Elaine Siegfried, MD: As soon as that medication, dupilumab, was FDA approved in adults, and as a pediatric dermatologist, 90% of the children that I treat, I treat off-label because we don’t have on-label treatments for the great majority of the diseases that we face every day. So I was used to using off-label treatment and fortunately had the opportunity to get access for a pretty big number of kids who had severe atopic dermatitis. My patient population is probably 60% atopic dermatitis. I would say 60% of my patients, 90% of my time, because it’s such a time-consuming disease.
But I now have about probably 60, 70 kids who have been on dupilumab for a couple of years. And everyone that I started on it is still on it and these kids are not cured of their disease, they’re all still on the medication. But for every single one of them it’s made a huge impact on their life. The first kids that I put on it were kids who had evidence of some other immune suppression. Children with moderate to severe atopic dermatitis are really subject to lots of cutaneous infections, and they get lots of problems with recurrent herpes and have strep throat, and sinusitis, and pneumonia sometimes in that population, sort of an immune deficiency population. And that population of kids I had had on intravenous immunoglobulin. And that cost about $10,000 to $15,000 a month. Way more expensive than really the most expensive of the targeted biologic agents. So those were the first kids that I put on this drug, and they’re doing beautifully.
Then subsequently I put other children on it who had been on methotrexate for many years, or who required cyclosporine, who’d been hospitalized repeatedly. I get to see patients back in my office probably every time I have a clinic, so pretty much every day I see somebody in follow-up back on this drug, and it’s life altering. And I tell them frequently, you know part of the measure of the efficacy of any drug is in looking at the impact on quality of life. And we have a lot of validated measures to look at quality of life changes in patients who are on these kind of drugs.
But what we don’t have is a questionnaire that measures quality of life for the provider. And I can tell you that it makes my life way easier to be able to have a medication like this. Because prior to having something available that was targeted like this, I had to wrack my brain about the safety and the effectiveness with a lot of unknown questions and difficulty in even beginning to explain that to patients and their parents about the risk and benefits of these other off-label choices. And now it’s just become so much easier, especially because the drug is very effective.

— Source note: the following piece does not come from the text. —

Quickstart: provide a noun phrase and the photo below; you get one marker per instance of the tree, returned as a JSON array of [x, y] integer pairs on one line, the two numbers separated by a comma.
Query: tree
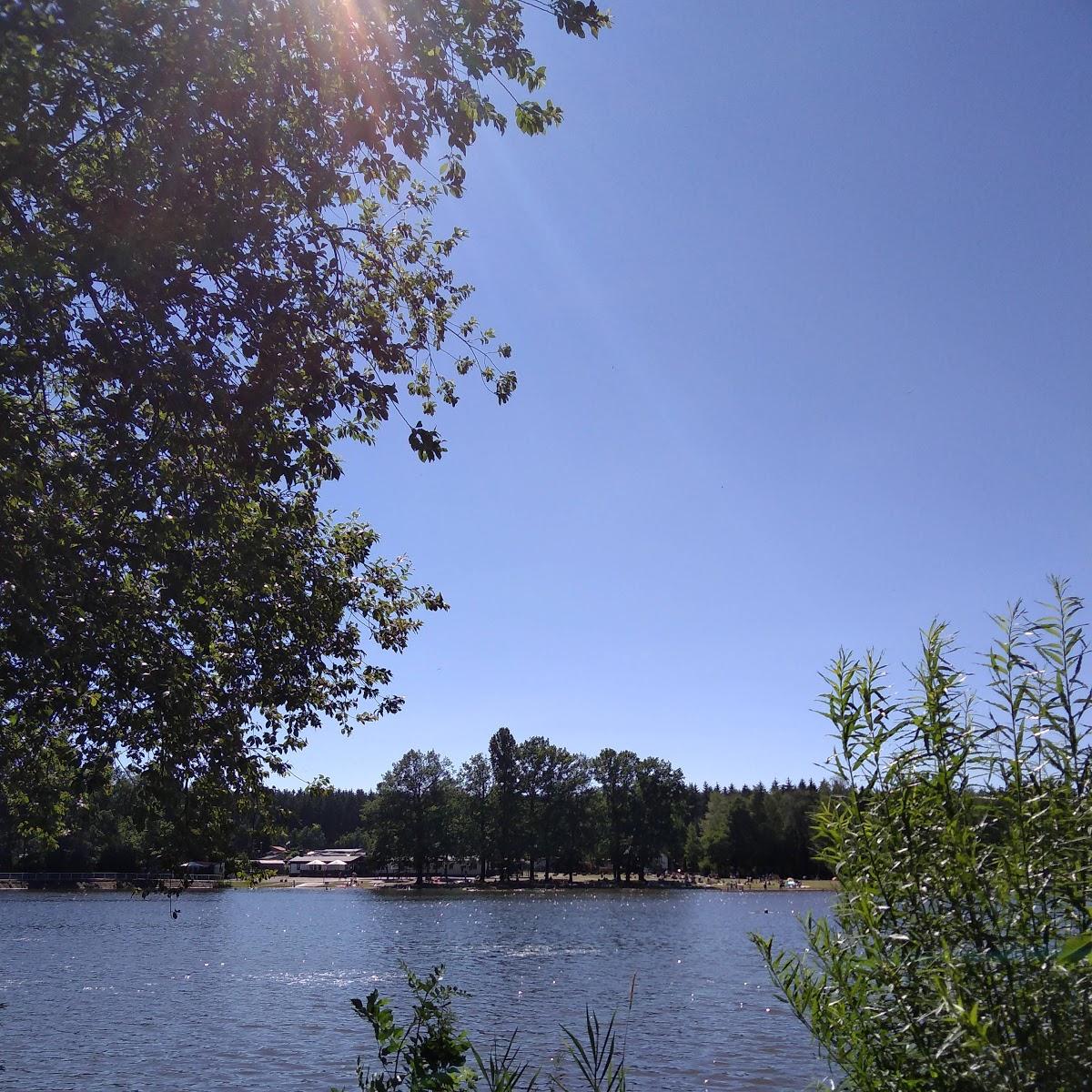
[[503, 762], [571, 818], [538, 760], [217, 263], [415, 797], [475, 779], [961, 840], [616, 773], [658, 801]]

Julie Block: Since dupilumab has only been on the market a couple of months and approved, at the National Eczema Association, we certainly have many of our members and people who are very near and dear to my heart, families I’ve known for over 12 years that are anxiously awaiting this treatment. And we’re thrilled for that. Anecdotally, we know for many of those who participated in the clinical trial, it’s been nothing but a game-changing, life-altering, have-my-life-back experience. Not for everybody but for those that are successful with this treatment, it is absolutely mind-blowingly life-altering. And we’re thrilled. I would say, too, in my world as the president and CEO of the National Eczema Association, I had a moment about 4 or 5 years ago when I looked at this young boy who I’ve known in this family, and I knew in my heart of hearts that this boy was not going to suffer his whole life, that science, and treatments, and drug development are taking us to new places that give us extreme hope. And for that I’m eternally grateful, and we can’t go fast enough. We have to work really hard to move any barriers to these treatments for our patients.

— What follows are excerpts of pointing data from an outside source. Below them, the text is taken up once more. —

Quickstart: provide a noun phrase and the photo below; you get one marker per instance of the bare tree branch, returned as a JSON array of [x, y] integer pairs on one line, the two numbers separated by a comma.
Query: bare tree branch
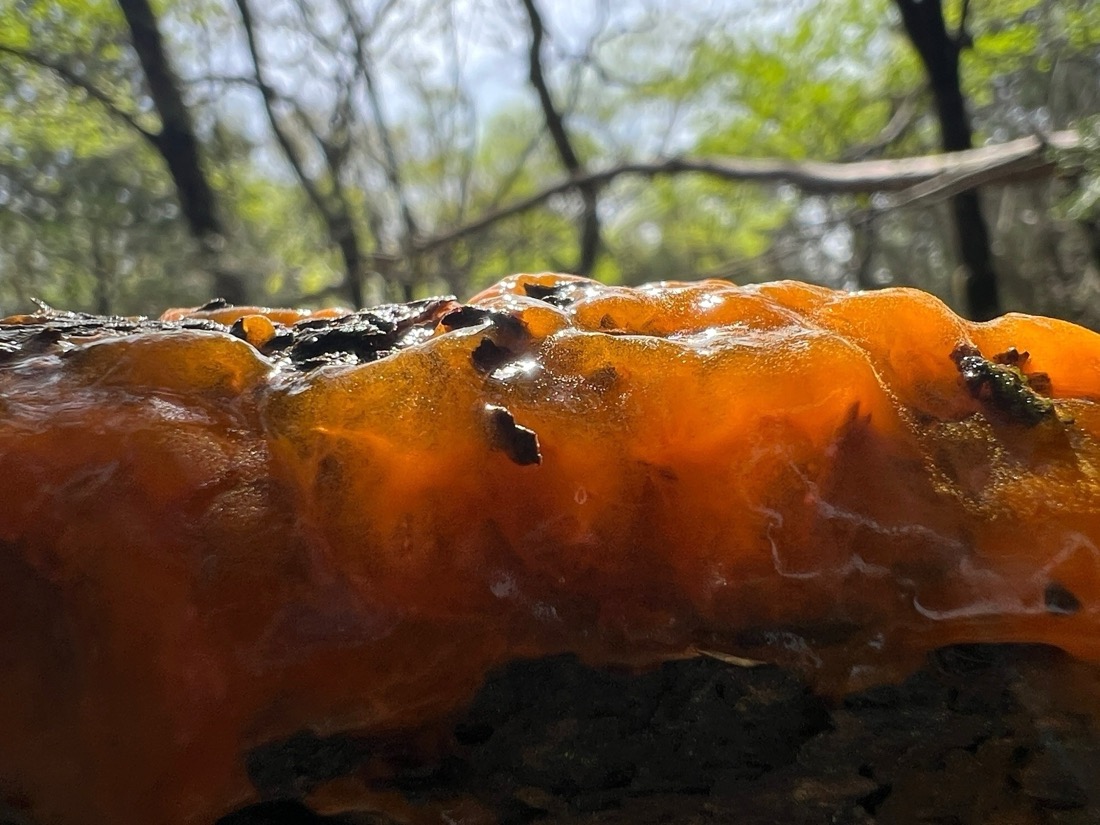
[[78, 81], [556, 124], [1020, 160], [899, 123], [334, 212], [391, 163], [939, 53]]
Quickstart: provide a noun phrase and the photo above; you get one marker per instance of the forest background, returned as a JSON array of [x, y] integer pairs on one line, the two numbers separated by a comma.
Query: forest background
[[319, 152]]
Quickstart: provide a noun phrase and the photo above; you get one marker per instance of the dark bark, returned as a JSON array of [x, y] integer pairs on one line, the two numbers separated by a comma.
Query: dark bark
[[976, 736], [176, 141], [939, 53], [556, 124]]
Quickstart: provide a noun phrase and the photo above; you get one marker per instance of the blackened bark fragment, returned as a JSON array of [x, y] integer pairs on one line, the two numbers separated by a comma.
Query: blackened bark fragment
[[290, 768], [1004, 388], [518, 443], [464, 317], [697, 740], [552, 295]]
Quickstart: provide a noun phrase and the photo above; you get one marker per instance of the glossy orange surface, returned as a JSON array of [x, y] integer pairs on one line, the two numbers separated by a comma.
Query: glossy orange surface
[[202, 549]]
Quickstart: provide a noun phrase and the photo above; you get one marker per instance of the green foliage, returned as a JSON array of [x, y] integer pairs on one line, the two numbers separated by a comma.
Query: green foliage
[[89, 218]]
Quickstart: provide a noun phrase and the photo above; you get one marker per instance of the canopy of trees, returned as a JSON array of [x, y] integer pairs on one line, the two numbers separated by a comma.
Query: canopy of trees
[[353, 151]]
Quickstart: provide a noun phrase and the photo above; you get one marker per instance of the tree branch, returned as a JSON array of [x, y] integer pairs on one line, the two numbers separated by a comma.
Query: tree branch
[[939, 53], [176, 142], [338, 221], [1020, 160]]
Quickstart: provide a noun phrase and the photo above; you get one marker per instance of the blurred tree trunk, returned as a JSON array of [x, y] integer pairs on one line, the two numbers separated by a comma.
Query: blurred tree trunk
[[176, 141], [556, 124], [179, 147], [939, 53]]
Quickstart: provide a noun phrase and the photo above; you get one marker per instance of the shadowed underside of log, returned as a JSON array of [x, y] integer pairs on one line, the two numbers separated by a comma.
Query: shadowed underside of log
[[981, 734]]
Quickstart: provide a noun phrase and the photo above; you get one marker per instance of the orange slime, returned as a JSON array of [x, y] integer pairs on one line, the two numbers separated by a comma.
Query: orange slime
[[204, 548]]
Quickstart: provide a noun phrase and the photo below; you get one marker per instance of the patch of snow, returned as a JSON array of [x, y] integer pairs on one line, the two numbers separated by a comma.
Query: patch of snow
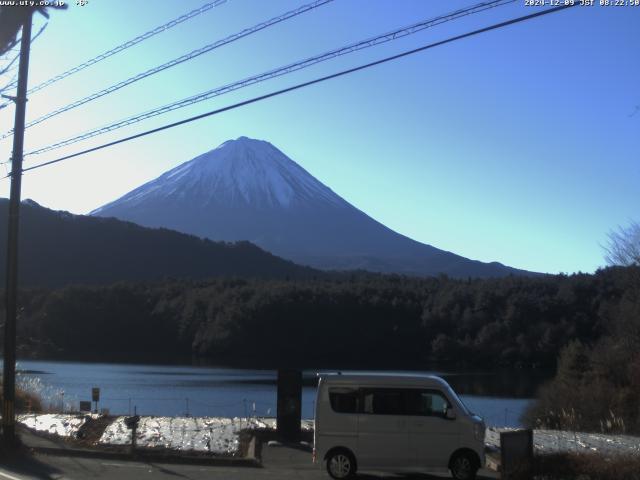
[[196, 434], [555, 441], [53, 423]]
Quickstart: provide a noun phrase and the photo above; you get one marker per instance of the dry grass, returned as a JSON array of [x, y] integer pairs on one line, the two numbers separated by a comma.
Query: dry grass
[[586, 466]]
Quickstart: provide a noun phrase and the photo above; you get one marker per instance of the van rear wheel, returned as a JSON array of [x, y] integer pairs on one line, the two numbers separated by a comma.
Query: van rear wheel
[[341, 464], [463, 466]]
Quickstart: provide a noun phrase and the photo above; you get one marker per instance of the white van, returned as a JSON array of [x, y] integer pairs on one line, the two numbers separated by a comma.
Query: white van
[[395, 423]]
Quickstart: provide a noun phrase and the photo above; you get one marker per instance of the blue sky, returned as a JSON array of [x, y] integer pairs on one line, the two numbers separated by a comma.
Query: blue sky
[[519, 146]]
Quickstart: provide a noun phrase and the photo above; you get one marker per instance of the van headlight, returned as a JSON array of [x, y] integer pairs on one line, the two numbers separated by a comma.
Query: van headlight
[[478, 431]]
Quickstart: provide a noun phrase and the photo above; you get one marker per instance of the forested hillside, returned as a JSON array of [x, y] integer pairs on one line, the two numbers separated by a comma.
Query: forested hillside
[[59, 248], [352, 320]]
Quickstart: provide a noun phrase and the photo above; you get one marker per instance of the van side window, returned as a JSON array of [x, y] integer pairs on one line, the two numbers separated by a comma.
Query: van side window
[[343, 400], [427, 403], [383, 401]]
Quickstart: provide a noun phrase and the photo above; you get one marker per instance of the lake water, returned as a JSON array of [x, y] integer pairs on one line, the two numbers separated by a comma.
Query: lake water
[[499, 397]]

Elaine Siegfried, MD: Dupilumab, since its FDA approval in March of 2017, I’ve been able to access it for patients with some kinds of insurance. It’s been really variable and difficult to get access, but for the people who have gotten access, it’s been nothing short of miraculous. Since its approval for adolescents just in March of 2019, I think that’s opened the door a little bit for children age 12 and over to get the medication. Frankly, that approval hasn’t…made it enormously easy to get the drug.
But we’re looking forward to having it available for much younger children. The phase 2 clinical trial going on right now to use it in children as young as 6 months of age, that’s going to be wonderful to have access like that. And we’re just wrapping up the phase 3 trial for children aged 6 to 11. Hopefully the FDA approval will be following shortly for that age group.